On peut avoir besoin de faire classer des produits, des préférences… La règle dans ce cas est d’éviter de proposer trop de réponses à classer. Généralement, nous avons du mal à classer plus de 3 éléments sans nous poser de questions. Si je vous demande par exemple de me classer 5 couleurs (ex : orange, marron, violet, rouge, rose) la réponse ne va pas de soi et vous risquez de ne pas donner un classement identique si on vous réinterroge une deuxième fois. Il convient donc de limiter les classements à 3, 4 ou 5 items au maximum (et pas 10 ou 12 comme on voit parfois).

9. Variez les échelles

Les échelles d’évaluation sont très utiles pour permettre aux répondants de se positionner. Utilisées en tableaux, elles permettent de raccourcir le questionnaire et d’accélérer l’entrée des réponses.

Mais pour être efficaces, les échelles doivent rester homogènes. Il est conseillé donc, pour ne pas perturber le répondant et lui permettre de bien « caler » ses réponses, de ne pas varier les échelles dans un même questionnaire (ex : une échelle en 4 de Tout à fait d’accord à Pas du tout d’accord, puis une échelle avec des notes de 0 à 10 puis…).

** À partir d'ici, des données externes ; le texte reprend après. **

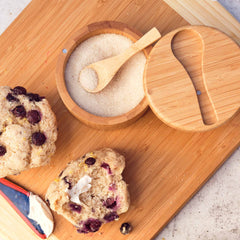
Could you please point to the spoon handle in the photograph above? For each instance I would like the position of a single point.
(150, 37)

10. Soignez le fond pas la forme

Avez-vous déjà répondu à un questionnaire en provenance d’un grand institut et qui vous a semblé agréable et bien présenté ? Moi non. C’est à se demander si, plus on fait d’enquêtes, moins on les présente bien.

Si vous pensez comme nous (Victor et moi) que « La forme, c’est le fond qui remonte à la surface », soignez vos écrans et donnez au répondant l’envie de répondre. C’est facile de le faire avec des logiciels adaptés, à condition juste de s’en soucier.